C’est là que ça devient piquant : le protocole mDNS, utilisé par AirPlay, Chromecast ou les imprimantes réseau pour se faire découvrir, ne franchit normalement pas la frontière d’isolation. C’est justement ce qui casse AirPlay quand on isole trop bien ses appareils, un internaute racontait récemment que l’isolation avait bloqué AirPlay sur la télé d’un proche, car comme la plupart des appareils connectés, il utilise mDNS pour repérer des sources de diffusion possibles, et par conception, mDNS ne franchit pas la barrière d’isolation. Résultat pervers : pour retrouver le confort d’usage, beaucoup de gens désactivent l’isolation, ou activent manuellement des passerelles mDNS/UPnP, ouvrant justement la brèche qu’ils cherchaient à combler. Le protocole UPnP, censé simplifier l’ouverture de ports pour les caméras et systèmes de vidéosurveillance, joue le même rôle à double tranchant : RTSP et UPnP ouvrent des ports sur le routeur qui peuvent être exploités, et il est conseillé de les désactiver sur la caméra et sur la box si on n’en a pas besoin. Un port ouvert par UPnP, c’est une caméra qui devient visible depuis internet, réseau invité ou pas.

Ajoute à ça un facteur humain classique : l’empilement d’équipements. Le danger vient souvent d’un effet d’empilement, la box opérateur faisant office de routeur, de pare-feu, parfois de Wi-Fi principal et de point d’administration général. Plus il y a de couches, plus il y a de configurations par défaut mal comprises, et plus il y a de chances qu’une case censée protéger ne fasse en réalité rien du tout.

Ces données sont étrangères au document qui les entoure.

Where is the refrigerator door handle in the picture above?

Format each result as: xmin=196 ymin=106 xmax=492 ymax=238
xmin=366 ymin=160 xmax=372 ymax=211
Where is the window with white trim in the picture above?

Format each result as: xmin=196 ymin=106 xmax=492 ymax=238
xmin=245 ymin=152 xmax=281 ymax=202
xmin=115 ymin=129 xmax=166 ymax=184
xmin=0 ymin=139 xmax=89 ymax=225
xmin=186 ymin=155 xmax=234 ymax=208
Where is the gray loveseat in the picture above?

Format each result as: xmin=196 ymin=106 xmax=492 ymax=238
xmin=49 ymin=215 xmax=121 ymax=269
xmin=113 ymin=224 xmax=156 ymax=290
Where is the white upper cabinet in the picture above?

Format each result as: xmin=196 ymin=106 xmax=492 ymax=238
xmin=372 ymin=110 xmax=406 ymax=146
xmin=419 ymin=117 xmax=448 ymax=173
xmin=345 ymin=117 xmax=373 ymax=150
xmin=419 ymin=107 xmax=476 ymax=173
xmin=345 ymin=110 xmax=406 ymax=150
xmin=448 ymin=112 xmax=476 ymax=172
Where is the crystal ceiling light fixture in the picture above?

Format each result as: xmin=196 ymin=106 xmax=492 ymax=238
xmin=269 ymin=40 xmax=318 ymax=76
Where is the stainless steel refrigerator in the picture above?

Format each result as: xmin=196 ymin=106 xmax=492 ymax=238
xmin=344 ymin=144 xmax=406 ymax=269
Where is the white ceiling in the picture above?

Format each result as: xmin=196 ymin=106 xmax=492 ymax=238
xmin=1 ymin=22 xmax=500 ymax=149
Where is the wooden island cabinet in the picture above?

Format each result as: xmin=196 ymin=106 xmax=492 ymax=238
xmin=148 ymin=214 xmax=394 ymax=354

Comment vérifier (et corriger) sans y passer la nuit

Le test le plus simple ne demande aucune compétence réseau exotique : connecte un appareil au réseau invité et essaie de contacter un équipement du réseau principal via son adresse IP locale. Connectez un appareil au réseau invité et essayez d’accéder aux appareils du réseau principal via leur adresse IP locale. Si ça répond, l’isolation ne fonctionne pas, quel que soit le nom marketing de la fonction dans l’interface de ta box.

Si tu veux du sérieux, la piste recommandée par les autorités reste la segmentation via VLAN plutôt qu’un simple SSID invité. Cybermalveillance.gouv.fr recommande, lorsque c’est possible, l’usage d’un réseau distinct, par exemple au moyen d’un VLAN, un réseau invité dédié aux objets connectés pouvant parfois remplir une fonction d’isolation plus simple selon les possibilités du routeur. Concrètement, ça veut dire remplacer sa box par un routeur permettant de créer de vrais sous-réseaux : des environnements comme TP-Link Omada, Ubiquiti UniFi, MikroTik ou pfSense/Netgate permettent d’appliquer cette logique de manière accessible, avec création de VLAN, SSID distincts et règles inter-réseaux. C’est un cran au-dessus niveau technique, mais c’est la seule méthode qui garantit une vraie étanchéité, pas juste une case cochée dans une interface qui te fait croire que tu es protégé.

En attendant de passer au matériel pro, un réflexe suffit à limiter la casse : couper l’UPnP sur tes caméras et ta box, vérifier qu’aucun port n’est ouvert sans raison, et surveiller régulièrement la liste des appareils connectés à ton réseau invité pour repérer un intrus qui n’aurait rien à faire là.